レビュー:Syncros AM Lock-Onは、一見するとそれほど感動的なグリップではありません。控えめな外観で、寸法も平凡です。しかし、その控えめな外観の下には、独特の個性が隠されています。このグリップは快適性を追求したマシンです。非常に柔らかいゴムは振動を抑えることを目的としていますが、その代償として精度が著しく低下しています。
寸法と形状
- 重量: 124 g
- Durchmesser: 33 mm(31 mmもございます)
- 長さ: 20 mm
- 価格: 27,95€
- 色: ブラック(他6色あり)
Syncros AM Lock-Onグリップは直径33mmで、ミドルレンジにしっかりと収まり、様々な手のサイズに対応します。特に注目すべきは、約139mmという余裕のある長さで、手の大きなライダーにも十分なスペースを提供します。重量は124gと、クランプ式グリップとしては申し分のない重さです。より小さめの直径をお好みの方には、Syncros AM Lock-Onの31mmバージョンもご用意しています。

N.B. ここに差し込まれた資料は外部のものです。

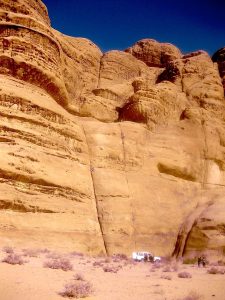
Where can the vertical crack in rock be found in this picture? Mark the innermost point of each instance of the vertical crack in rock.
(204, 175)
(95, 197)
(186, 228)
(99, 72)
(131, 198)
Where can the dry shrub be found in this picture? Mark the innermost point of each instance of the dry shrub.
(120, 256)
(7, 249)
(214, 270)
(53, 255)
(192, 296)
(59, 263)
(13, 259)
(111, 269)
(78, 276)
(75, 253)
(184, 275)
(107, 260)
(31, 252)
(98, 264)
(77, 290)
(167, 269)
(190, 261)
(221, 262)
(167, 277)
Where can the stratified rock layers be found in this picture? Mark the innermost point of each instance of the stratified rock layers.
(106, 153)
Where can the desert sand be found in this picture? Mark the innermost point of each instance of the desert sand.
(132, 280)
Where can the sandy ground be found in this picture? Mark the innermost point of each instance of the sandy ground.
(132, 281)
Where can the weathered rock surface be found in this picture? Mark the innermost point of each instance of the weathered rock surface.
(219, 57)
(111, 152)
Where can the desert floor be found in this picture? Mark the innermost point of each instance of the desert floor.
(33, 281)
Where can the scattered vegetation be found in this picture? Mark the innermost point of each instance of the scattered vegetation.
(31, 252)
(13, 259)
(167, 277)
(190, 261)
(184, 275)
(192, 296)
(77, 290)
(78, 276)
(7, 249)
(111, 269)
(53, 255)
(214, 270)
(59, 263)
(98, 264)
(120, 256)
(75, 253)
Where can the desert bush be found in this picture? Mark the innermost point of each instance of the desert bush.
(53, 255)
(192, 296)
(59, 263)
(167, 269)
(184, 275)
(75, 253)
(111, 269)
(167, 277)
(13, 259)
(98, 264)
(221, 262)
(78, 276)
(31, 252)
(120, 256)
(77, 290)
(107, 260)
(7, 249)
(44, 250)
(214, 270)
(190, 261)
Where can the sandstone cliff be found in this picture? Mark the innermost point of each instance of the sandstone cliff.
(110, 152)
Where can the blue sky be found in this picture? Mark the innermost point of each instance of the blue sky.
(117, 24)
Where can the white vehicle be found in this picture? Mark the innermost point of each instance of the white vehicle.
(145, 256)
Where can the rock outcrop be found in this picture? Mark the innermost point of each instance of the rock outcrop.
(112, 152)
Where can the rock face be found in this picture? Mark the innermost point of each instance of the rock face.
(112, 152)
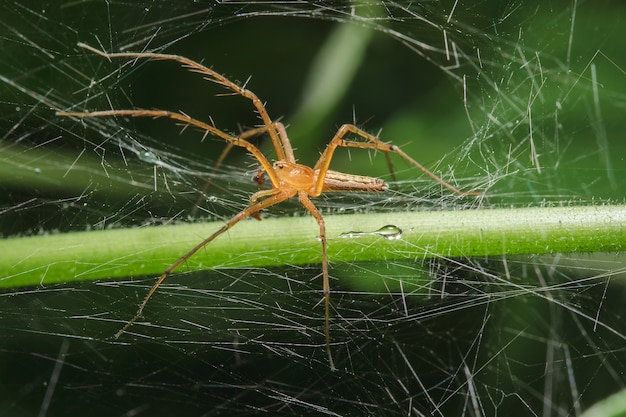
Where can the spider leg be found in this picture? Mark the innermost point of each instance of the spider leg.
(187, 120)
(308, 204)
(323, 162)
(271, 198)
(210, 75)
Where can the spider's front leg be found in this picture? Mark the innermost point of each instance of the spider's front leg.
(308, 204)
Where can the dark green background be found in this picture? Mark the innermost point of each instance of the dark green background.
(523, 329)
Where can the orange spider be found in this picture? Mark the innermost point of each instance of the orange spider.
(288, 178)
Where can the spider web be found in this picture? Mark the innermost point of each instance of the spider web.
(521, 100)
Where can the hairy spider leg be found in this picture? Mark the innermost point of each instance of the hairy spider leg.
(281, 144)
(258, 178)
(272, 197)
(182, 117)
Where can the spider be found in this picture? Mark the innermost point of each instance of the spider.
(288, 178)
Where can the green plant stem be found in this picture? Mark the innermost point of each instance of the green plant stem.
(109, 254)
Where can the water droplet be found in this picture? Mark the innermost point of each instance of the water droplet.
(389, 232)
(149, 157)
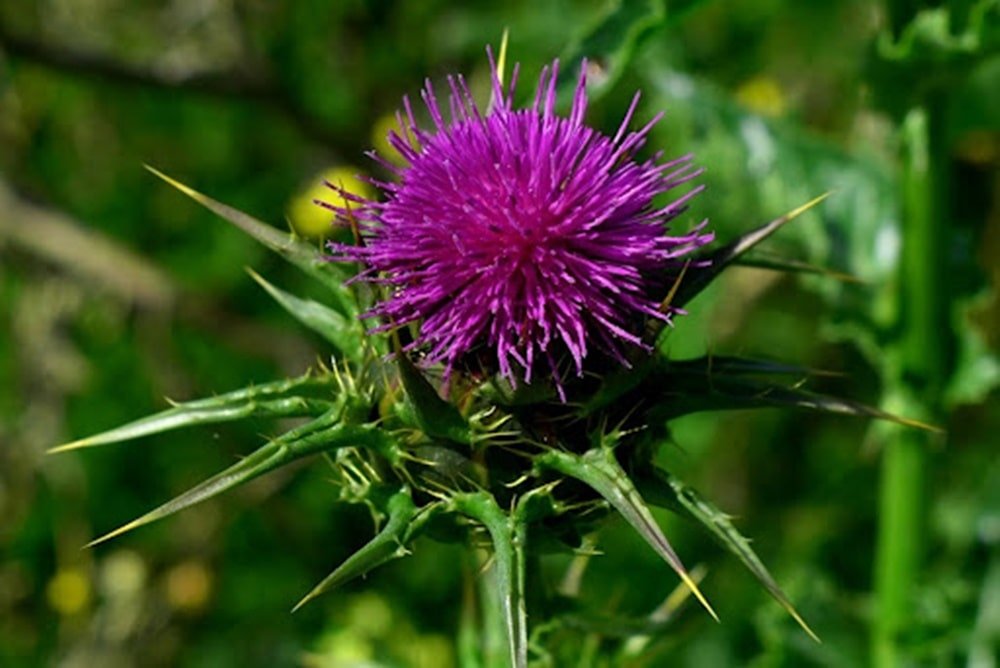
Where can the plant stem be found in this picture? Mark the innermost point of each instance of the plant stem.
(914, 382)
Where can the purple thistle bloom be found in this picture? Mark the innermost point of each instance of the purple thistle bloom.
(522, 231)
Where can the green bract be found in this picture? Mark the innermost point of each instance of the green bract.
(520, 470)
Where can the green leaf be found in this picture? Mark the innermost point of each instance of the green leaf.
(666, 490)
(599, 469)
(610, 43)
(694, 388)
(389, 544)
(707, 266)
(776, 263)
(437, 418)
(296, 397)
(346, 334)
(508, 535)
(323, 434)
(303, 255)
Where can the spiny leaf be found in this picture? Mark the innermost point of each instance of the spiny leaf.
(664, 489)
(773, 262)
(599, 469)
(346, 334)
(301, 254)
(296, 397)
(508, 536)
(707, 266)
(322, 434)
(436, 417)
(614, 386)
(388, 544)
(694, 393)
(721, 366)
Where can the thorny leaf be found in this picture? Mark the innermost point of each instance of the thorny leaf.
(307, 395)
(326, 433)
(599, 469)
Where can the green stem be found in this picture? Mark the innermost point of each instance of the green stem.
(913, 385)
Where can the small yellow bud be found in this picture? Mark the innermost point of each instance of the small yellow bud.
(188, 586)
(68, 592)
(763, 95)
(312, 221)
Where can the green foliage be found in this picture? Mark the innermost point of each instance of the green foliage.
(251, 101)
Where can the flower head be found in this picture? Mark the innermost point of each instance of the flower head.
(520, 231)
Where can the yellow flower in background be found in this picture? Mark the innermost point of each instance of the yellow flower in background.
(68, 592)
(188, 586)
(312, 221)
(764, 95)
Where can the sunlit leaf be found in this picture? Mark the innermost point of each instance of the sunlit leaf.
(436, 417)
(303, 255)
(323, 434)
(508, 537)
(708, 265)
(390, 543)
(599, 469)
(307, 395)
(686, 392)
(346, 334)
(664, 489)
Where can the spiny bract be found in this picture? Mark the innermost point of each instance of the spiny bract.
(521, 232)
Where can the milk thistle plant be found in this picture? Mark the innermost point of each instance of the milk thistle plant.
(496, 376)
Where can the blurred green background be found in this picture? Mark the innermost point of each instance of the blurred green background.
(116, 292)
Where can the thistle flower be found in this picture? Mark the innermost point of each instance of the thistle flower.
(521, 231)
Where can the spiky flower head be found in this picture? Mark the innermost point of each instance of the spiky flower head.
(521, 232)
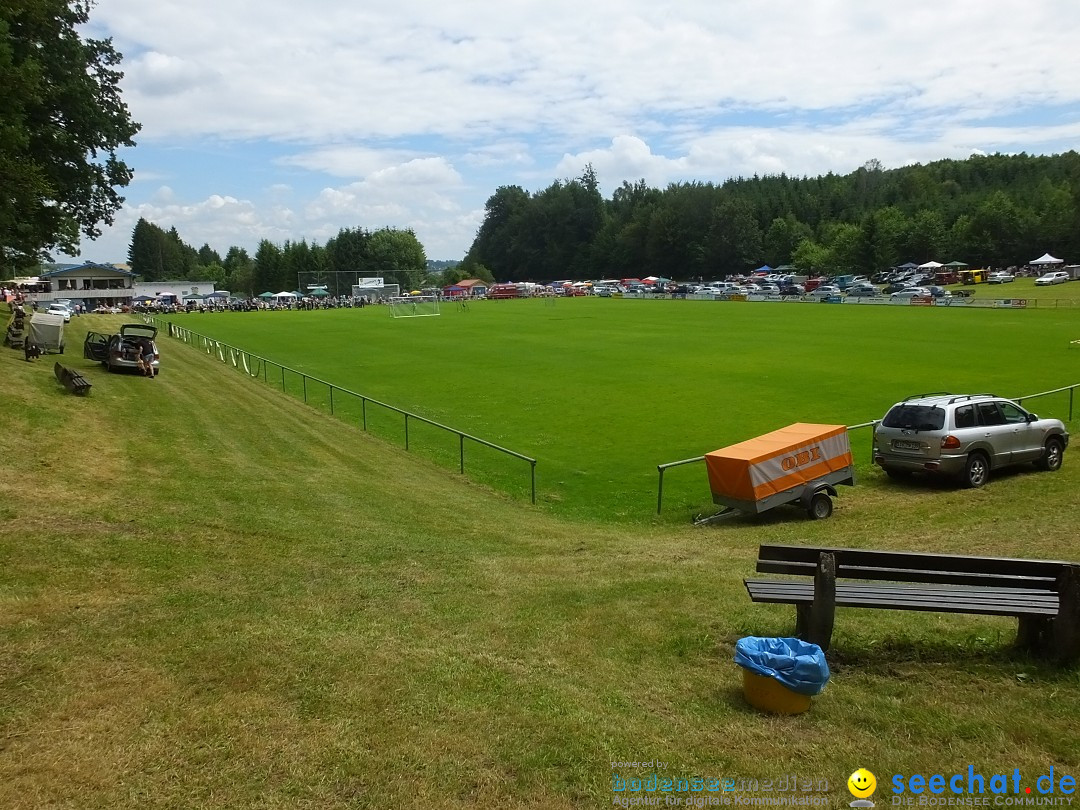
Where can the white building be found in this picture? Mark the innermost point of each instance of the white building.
(90, 284)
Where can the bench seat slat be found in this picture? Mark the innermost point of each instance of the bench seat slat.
(914, 561)
(947, 599)
(910, 575)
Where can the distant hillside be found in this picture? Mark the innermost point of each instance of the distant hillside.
(994, 210)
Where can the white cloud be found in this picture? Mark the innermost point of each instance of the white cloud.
(409, 113)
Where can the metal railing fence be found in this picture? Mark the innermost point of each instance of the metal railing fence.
(258, 367)
(662, 468)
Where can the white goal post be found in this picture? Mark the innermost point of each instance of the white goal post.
(413, 306)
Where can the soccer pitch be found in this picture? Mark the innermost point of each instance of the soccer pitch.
(599, 391)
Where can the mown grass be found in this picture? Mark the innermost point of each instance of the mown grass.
(601, 391)
(215, 597)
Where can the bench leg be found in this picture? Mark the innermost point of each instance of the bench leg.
(1034, 633)
(813, 622)
(823, 609)
(802, 620)
(1065, 633)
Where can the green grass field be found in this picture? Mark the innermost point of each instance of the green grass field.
(214, 596)
(601, 391)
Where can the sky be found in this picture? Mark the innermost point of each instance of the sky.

28ユーロ弱という価格に見合う堅牢な造りです。金属製のクランプは丁寧に作られており、スコット傘下のSyncrosによくあるようにトルクスネジが使用されています。これは嬉しい仕様です。トルクスネジは、通常の六角レンチよりも小さいネジ山でもネジ山が潰れにくいからです。また、グリップが地面に接触した際に損傷を防ぐためのプラスチック製のバーエンドプラグも付属しており、これは賢明な追加機能と言えるでしょう。
トレイルで:テストの印象
トレイルで初めて足を踏み入れた瞬間、Syncros AMの真髄である快適性がはっきりと分かります。グリップは非常に柔らかく、謳い文句の「トリプルデンシティ」ラバーコンパウンドと、手のひら部分のクロスリブ、そして指先の高密度パターンが相まって、抜群の振動吸収性を発揮します。小さな衝撃や高周波の振動を効果的に遮断し、ロングライド中の手への負担を著しく軽減します。
柔らかいラバーはグリップ力も抜群です。手に吸い付くようにフィットし、濡れた路面でも非常に高い安定性を提供します。グリップが切れそうになるような感覚は全くありません。
この極度の柔らかさは、このグリップの最大の弱点でもあります。乗り心地は明らかに「スポンジ状」で、間接的です。路面からのダイレクトなフィードバックを最大限に求め、トレイルのあらゆるニュアンスを感じ取りたい人は、がっかりするでしょう。このグリップは、ライダーと前輪の接触を事実上遮断してしまうのです。これは明らかに好みの問題です。ツーリングサイクリストにとっての恩恵は、レーサーにとっては災いとなるでしょう。しかし、よりダイレクトなフィードバックを求めるライダーのために、減衰力を抑えた薄型バージョンも用意されています。
ハンドルは人間工学に基づいた輪郭のないクラシックな丸型なので、組み立てが簡単で、さまざまな手の形状によく適応します。